SAN JOSE, Calif. — Google and Baidu collaborated with researchers at Harvard and Stanford to define a suite of benchmarks for machine learning. So far, AMD, Intel, two AI startups, and two other universities have expressed support for MLPerf, an initial version of which will be ready for use in August.

Today’s hardware falls far short of running neural-networking jobs at the performance levels desired. A flood of new accelerators are coming to market, but the industry lacks ways to measure them.

To fill the gap, the first release of MLPerf will focus on training jobs on a range of systems from workstations to large data centers, a big pain point for web giants such as Baidu and Google. Later releases will expand to include inference jobs, eventually extended to include ones run on embedded client systems.

“To train one model we really want to run would take all GPUs we have for two years,” given the size of the model and its data sets, said Greg Diamos, a senior researcher in Baidu’s deep-learning group, giving an example of the issue for web giants.

“If systems become faster, we can unlock the potential of machine learning a lot quicker,” said Peter Mattson, a staff engineer on the Google Brain project who announced MLPerf at a May 2 event.

An early version of the suite running on a variety of AI frameworks will be ready to run in about three months. At that time, organizers aim to convene a working group to flesh out a more complete version.

“We’re initially calling it a version 0.5 release … we did this with a small team, and now we want the community to put its stamp on a version 1.0 to be something everyone owns,” said Mattson. “We encourage feedback … to suggest workloads, benchmark definitions, and results so we can rapidly iterate” the benchmark.


MLPerf has both backers and a rival

About 35 people from six chip companies, four data center operators, and four universities got a first look at the plan at a closed-door meeting on April 12. Since then, organizers have expanded their efforts to win over supporters.

Other announced supporters include the University of California at Berkeley, the University of Minnesota, and the University of Toronto as well as two AI startups, SambaNova and Wave Computing.

In December, the Transaction Processing Council announced that it was forming a group to define AI benchmarks. “Several benchmarks planned in this space are involved in our effort now … there’s long-term benefit in focusing on one benchmark for this space,” said Mattson.

Baidu was an early mover, releasing in September 2016 DeepBench, an open-source, low-level benchmark for training using workloads from the China-based search giant. Diamos said that the company will now focus on MLPerf, which targets applications-level performance.

“DeepBench was focused on low-level programming interfaces because they are portable across hardware, but to get more accurate metrics, we need to evaluate full apps” and include workloads from many companies, said Diamos.

Initially, MLPerf will measure the average time to train a model to a minimum quality, probably in hours. Given that these jobs are run on large banks of servers, it may not report performance per watt. It will take into consideration the costs of jobs as long as price does not vary over the time of day that they are run.
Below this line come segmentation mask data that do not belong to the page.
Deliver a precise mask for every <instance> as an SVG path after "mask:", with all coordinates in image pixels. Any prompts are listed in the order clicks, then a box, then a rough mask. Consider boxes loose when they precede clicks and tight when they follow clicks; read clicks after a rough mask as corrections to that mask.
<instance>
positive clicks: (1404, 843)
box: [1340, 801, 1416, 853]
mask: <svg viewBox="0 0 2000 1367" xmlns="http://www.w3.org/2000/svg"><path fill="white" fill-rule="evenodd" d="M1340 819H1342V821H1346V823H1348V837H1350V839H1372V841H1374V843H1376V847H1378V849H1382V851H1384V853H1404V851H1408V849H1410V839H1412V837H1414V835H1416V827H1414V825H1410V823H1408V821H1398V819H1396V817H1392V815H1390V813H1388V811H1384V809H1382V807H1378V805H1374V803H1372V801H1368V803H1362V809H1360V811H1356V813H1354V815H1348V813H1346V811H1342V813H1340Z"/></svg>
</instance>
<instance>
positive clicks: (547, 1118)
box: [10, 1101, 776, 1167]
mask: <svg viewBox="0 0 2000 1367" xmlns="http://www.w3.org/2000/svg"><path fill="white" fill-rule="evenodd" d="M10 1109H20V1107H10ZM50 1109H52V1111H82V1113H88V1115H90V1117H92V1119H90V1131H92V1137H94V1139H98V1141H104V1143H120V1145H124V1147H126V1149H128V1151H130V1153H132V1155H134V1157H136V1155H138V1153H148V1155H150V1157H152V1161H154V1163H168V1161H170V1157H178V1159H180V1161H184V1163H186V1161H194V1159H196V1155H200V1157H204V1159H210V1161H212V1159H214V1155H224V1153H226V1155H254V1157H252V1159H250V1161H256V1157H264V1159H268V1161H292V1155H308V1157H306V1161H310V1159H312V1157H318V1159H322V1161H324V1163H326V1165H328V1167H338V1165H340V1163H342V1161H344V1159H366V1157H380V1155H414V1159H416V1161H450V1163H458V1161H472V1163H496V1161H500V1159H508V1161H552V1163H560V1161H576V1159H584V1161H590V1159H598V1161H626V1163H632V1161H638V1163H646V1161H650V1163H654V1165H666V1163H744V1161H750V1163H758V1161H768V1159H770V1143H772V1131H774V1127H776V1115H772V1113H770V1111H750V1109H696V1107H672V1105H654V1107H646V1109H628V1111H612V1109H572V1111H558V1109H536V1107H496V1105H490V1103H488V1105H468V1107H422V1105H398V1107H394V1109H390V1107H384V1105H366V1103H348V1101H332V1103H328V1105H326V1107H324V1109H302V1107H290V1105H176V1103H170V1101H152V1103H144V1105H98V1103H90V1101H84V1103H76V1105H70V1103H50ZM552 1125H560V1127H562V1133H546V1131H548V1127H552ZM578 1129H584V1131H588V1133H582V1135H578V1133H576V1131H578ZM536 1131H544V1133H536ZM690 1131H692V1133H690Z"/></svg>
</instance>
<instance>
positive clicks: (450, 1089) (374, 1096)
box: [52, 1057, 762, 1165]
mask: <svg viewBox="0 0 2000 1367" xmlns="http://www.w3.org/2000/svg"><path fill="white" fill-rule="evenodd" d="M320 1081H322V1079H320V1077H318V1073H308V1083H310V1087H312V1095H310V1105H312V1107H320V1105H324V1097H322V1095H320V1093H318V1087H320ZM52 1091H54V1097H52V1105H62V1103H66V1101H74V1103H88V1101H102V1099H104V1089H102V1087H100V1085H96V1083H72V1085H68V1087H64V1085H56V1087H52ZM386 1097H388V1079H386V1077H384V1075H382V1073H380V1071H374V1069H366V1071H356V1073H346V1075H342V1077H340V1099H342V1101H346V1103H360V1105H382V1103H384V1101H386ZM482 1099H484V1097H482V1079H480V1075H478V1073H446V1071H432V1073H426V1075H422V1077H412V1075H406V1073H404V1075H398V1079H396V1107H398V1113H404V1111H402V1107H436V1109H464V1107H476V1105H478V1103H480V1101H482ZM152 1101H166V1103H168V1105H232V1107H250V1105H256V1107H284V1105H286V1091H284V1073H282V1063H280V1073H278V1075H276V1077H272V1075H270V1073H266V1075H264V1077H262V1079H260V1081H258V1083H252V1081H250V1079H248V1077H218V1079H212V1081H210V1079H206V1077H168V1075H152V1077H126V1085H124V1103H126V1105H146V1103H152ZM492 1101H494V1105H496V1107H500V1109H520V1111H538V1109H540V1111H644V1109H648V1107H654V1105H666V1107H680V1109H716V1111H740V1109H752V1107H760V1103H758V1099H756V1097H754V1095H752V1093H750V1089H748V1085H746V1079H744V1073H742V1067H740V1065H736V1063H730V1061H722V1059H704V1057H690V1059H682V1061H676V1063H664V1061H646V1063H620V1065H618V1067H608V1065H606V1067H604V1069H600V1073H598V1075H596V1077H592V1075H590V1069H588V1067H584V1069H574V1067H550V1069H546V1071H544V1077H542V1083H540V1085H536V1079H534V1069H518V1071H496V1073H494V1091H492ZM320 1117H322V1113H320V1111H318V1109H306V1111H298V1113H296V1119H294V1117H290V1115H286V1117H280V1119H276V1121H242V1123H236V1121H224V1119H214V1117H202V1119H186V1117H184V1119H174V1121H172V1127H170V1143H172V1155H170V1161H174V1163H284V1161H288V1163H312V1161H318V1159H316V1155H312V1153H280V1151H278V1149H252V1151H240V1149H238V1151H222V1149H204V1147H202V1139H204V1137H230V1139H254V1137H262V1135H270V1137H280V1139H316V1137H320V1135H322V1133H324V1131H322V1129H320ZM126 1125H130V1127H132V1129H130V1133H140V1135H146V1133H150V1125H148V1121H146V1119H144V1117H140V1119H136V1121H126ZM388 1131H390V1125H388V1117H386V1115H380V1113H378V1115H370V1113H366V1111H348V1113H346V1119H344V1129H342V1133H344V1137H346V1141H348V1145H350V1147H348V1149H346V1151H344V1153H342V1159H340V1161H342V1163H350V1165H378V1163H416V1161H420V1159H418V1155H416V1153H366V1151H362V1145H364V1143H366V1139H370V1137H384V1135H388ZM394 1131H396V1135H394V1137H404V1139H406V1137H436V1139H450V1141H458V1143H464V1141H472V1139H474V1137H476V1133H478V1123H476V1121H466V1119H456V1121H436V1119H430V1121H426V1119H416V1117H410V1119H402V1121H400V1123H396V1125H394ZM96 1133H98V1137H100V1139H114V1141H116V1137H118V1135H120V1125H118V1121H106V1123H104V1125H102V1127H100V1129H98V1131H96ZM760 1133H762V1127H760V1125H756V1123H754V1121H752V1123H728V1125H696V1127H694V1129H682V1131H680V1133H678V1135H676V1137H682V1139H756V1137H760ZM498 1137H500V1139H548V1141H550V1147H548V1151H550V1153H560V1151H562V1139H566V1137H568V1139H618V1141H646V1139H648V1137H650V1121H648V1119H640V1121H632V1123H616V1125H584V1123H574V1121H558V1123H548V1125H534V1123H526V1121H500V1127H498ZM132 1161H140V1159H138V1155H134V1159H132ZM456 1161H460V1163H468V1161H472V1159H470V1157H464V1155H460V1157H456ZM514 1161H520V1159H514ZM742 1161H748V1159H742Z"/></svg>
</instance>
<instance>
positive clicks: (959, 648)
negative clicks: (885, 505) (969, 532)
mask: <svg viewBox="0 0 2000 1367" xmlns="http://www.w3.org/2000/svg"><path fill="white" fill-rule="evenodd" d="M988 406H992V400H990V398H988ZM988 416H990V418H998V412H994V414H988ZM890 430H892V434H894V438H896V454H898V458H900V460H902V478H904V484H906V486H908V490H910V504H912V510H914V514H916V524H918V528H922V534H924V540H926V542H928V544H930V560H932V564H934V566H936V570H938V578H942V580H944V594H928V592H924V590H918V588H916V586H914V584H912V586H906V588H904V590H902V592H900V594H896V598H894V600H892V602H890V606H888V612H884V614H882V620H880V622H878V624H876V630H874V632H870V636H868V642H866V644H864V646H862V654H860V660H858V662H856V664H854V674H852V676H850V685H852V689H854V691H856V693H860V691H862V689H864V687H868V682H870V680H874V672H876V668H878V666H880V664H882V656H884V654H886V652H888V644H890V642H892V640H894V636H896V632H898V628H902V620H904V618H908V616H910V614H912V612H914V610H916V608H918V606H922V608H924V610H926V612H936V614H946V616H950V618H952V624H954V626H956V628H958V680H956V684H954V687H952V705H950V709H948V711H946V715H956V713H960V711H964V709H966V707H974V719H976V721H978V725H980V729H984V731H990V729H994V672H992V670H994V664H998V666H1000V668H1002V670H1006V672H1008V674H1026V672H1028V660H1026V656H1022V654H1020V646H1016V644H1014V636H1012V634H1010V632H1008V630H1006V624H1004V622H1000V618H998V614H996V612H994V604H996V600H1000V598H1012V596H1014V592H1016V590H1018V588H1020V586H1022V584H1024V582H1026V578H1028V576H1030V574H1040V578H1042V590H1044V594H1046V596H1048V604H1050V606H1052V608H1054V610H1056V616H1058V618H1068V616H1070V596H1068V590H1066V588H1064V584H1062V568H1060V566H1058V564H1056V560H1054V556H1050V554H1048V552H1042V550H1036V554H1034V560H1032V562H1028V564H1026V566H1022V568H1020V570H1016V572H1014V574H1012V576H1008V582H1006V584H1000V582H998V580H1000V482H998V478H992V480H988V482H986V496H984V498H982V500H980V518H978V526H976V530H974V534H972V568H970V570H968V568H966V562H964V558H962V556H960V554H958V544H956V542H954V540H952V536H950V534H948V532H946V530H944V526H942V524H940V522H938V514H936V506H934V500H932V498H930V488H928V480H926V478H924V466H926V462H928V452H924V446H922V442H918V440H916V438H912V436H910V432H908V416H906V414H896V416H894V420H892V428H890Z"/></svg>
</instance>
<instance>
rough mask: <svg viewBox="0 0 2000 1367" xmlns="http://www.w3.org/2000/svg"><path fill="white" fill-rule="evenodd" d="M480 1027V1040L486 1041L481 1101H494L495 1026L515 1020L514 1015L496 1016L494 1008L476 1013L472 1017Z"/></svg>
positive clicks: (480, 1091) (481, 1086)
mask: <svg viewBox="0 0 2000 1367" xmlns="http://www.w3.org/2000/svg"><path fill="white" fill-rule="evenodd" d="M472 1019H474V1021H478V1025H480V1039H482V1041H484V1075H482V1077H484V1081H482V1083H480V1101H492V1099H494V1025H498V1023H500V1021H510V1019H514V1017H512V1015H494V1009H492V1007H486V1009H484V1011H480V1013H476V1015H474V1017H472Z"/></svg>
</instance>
Nvidia’s P100 Volta chip will be a reference standard because it is widely employed by data centers for training. The group aims to update published results every three months.

MLPerf will use two modes. A closed metric geared for commercial users will specify a model and data set to be used and restrict the values of key parameters such as batch size. An open metric aimed at researchers will apply fewer restrictions so that users can experiment with new approaches.